Stuart Greenbaum (born 1966) is an Australian composer and professor of music composition at the University of Melbourne. He is currently the Head of Composition at the Melbourne Conservatorium of Music.

Greenbaum has had his work performed by both the Sydney Symphony Orchestra and the Melbourne Symphony Orchestra.

Life and career 

Stuart Greenbaum grew up in Melbourne, his mother a trained classical composer who taught music at Deakin University. His original influences when young were pop, rock and blues, before later becoming interested in jazz. Greenbaum went on to study composition with Brenton Broadstock and Barry Conyngham at the University of Melbourne.
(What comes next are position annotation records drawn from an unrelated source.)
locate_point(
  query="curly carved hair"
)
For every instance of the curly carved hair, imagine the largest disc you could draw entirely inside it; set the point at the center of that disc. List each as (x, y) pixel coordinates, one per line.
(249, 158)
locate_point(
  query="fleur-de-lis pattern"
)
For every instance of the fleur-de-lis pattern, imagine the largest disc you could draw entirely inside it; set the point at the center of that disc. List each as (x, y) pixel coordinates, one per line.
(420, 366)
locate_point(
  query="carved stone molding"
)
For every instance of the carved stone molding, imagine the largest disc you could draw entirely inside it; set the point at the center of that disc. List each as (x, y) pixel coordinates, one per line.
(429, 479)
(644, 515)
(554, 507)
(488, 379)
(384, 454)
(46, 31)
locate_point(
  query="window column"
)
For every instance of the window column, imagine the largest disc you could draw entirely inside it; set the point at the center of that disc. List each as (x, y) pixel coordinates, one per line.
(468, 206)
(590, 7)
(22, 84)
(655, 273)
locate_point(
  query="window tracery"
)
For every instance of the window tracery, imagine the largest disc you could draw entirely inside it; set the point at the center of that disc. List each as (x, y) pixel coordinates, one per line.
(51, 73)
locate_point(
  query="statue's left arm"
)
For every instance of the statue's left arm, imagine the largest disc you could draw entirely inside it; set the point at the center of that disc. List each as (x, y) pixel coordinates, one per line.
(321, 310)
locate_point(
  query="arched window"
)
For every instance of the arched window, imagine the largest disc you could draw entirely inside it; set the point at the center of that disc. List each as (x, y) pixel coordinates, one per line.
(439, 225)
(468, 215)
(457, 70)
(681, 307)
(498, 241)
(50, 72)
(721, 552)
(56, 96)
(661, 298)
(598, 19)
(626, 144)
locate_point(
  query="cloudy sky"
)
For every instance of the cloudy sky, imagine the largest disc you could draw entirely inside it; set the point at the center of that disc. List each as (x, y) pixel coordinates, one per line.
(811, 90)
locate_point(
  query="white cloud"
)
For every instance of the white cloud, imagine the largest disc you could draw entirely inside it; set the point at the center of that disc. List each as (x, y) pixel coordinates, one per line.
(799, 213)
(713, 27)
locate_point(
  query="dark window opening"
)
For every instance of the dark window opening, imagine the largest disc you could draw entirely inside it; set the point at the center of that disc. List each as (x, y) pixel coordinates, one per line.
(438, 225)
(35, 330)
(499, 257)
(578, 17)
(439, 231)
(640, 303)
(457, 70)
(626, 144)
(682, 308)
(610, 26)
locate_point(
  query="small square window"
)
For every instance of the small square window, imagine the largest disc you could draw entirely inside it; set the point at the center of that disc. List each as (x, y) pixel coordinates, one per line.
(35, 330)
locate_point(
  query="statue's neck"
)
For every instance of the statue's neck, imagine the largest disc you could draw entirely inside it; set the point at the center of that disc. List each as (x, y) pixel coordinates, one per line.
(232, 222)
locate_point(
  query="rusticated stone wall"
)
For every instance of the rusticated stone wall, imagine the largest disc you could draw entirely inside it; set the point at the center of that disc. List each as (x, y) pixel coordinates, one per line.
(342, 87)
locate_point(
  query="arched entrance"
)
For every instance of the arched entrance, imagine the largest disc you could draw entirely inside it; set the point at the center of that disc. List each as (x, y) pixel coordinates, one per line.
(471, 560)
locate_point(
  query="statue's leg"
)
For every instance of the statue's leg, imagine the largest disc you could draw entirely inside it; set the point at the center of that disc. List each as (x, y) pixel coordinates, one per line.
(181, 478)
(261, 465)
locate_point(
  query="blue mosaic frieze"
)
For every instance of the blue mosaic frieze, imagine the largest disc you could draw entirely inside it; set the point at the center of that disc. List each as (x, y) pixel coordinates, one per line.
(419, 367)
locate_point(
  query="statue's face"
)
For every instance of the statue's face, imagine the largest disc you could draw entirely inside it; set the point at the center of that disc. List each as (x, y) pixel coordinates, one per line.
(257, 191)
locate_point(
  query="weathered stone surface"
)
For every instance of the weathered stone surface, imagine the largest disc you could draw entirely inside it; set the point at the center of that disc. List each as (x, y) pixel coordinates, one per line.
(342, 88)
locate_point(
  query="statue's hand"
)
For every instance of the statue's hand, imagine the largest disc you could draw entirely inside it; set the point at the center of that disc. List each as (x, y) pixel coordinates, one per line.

Greenbaum plays the piano, as well as the oboe and the electric guitar.

He collaborated with the Melbourne poet Ross Baglin to create 20 works, including a 24-minute choral composition.

The early 1990s saw Greenbaum producing a number of pieces for stage, including a time as the resident composer at the Playbox Theatre in Melbourne. In 1993, as a young composer, he was commissioned to write Aaron Copland: In Memoriam, the first of a series of ten works commissioned by the Australian Broadcasting Corporation by young Australian composers. One of his first major works to be commissioned was The Foundling, commissioned by Cantori New York in 1997, and From the Beginning commissioned for the sesquicentenary of the Royal Melbourne Philharmonic in 2003.

Greenbaum's work Nelson, a 3–act opera with libretto by Ross Baglin, was presented in London in 2005 and premiered in full at the 2007 Castlemaine State Festival. He was a featured composer at the 2006 Aurora Festival. In 2007 he was commissioned by the artistic director of the Southern Cross Soloists to compose a work featuring Marshall McGuire.

His work 90 Minutes Circling the Earth was named Orchestral Work of the Year at the 2008 Classical Music Awards. While it had been written in 1997, it was not recorded on CD till 10 years later, at which point it was brought to the attention of the judges. In 2009 he was Australia's representative for the Trans-Tasman Composer Exchange, working in Auckland with NZTrio on a new piano trio, The Year Without a Summer. This work toured nationally for Chamber Music New Zealand, in Sydney for the ISCM World New Music Days (2010) and internationally at the City of London Festival (2011).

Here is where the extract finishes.